When we drove into the driveway yesterday, it looked like we had been gone a month! All the trees were fully leaved out, throwing great patches of shade onto the prairie-looking grass yard that had gone to seed.
The honeysuckle shrubs were covered with fragrant flowers–some white and yellow, some light pink, and others a pretty darker pink.
A patch of anemones under the oak tree was bright and beautiful.
Walking through the woods, the Solomon’s seal was thigh-high along the path, and the Hardy geranium, in contrast to its name, looked frail and delicate.
The lilacs were spent and turning brown, and I was disappointed that I had missed the opportunity to bring a vase full of fragrant blooms into the house to perfume the indoor air. I had also missed the Prairiefire crabapple in its full blooming glory, but found the tiny fruits starting to form at the base of the flower.
I was happy to see the brilliant flowers of perennial blue flax in full bloom, reminding me of the acres and acres of flax that used to be grown in eastern South Dakota.

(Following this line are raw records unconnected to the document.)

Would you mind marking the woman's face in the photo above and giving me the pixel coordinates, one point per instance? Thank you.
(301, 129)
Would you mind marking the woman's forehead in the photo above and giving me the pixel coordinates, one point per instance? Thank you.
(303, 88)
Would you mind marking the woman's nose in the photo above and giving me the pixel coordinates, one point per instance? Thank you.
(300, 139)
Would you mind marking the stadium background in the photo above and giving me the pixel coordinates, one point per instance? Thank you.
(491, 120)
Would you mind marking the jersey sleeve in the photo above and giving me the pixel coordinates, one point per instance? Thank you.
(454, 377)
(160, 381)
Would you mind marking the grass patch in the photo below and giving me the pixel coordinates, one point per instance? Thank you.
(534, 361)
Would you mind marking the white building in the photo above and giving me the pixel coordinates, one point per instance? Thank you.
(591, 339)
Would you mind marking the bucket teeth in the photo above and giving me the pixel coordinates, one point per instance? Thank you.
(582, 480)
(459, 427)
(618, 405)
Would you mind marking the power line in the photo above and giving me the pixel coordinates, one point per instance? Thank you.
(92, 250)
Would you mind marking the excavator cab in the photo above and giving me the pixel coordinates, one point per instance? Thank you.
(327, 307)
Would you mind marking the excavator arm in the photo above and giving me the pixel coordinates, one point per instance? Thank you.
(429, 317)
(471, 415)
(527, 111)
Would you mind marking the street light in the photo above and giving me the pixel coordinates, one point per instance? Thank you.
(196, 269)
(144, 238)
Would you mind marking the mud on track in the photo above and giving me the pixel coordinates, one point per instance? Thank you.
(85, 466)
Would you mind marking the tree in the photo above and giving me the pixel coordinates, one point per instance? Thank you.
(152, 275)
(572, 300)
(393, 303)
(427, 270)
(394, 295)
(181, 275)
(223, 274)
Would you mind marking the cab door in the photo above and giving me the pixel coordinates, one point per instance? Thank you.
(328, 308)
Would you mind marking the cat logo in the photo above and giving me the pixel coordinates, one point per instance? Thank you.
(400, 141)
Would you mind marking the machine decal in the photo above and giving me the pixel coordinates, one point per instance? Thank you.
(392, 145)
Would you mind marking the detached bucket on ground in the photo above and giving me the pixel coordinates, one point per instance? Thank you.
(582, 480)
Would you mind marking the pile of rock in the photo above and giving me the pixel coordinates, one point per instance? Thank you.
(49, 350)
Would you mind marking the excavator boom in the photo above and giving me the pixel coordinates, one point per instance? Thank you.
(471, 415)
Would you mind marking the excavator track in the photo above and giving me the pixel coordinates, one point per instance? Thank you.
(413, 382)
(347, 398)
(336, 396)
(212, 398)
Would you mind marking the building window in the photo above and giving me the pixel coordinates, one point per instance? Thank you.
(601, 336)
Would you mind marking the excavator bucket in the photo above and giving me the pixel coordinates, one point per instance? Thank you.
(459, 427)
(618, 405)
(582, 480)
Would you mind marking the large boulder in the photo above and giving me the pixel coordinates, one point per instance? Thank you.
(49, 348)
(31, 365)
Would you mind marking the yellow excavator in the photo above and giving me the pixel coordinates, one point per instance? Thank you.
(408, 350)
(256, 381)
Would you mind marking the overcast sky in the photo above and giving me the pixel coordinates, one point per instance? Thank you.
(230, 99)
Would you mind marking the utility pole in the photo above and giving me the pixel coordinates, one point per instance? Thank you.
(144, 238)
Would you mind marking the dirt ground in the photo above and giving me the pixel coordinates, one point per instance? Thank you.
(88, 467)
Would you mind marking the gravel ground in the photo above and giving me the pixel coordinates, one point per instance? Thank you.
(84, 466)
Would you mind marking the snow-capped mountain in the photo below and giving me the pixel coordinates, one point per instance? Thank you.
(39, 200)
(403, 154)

If Spring came but once in a century, instead of once a year, or burst forth with the sound of an earthquake, and not in silence, what wonder and expectation there would be in all hearts to behold the miraculous change! –Henry Wadsworth Longfellow
We had traveled back to two places where we used to live–six and fifteen years ago, respectively. I was struck by the contrast of things that hadn’t changed at all and things that were completely different and unrecognizable. Some things that I expected to change, hadn’t, and other things that I expected–or wanted–to stay the same, had changed drastically. It is humbling and a little haunting to realize that we often have so little control over change. Nature’s changes, whether as fast as last week’s spring transformations or the slower evolution of one season to another or the still slower changes in landscape and climate, impact us in ways we scarcely know. And we, in turn, influence people and things around us, including Nature. May we all be more conscious of the miracles of Nature and of ourselves and of the ways we impact one another and the Earth.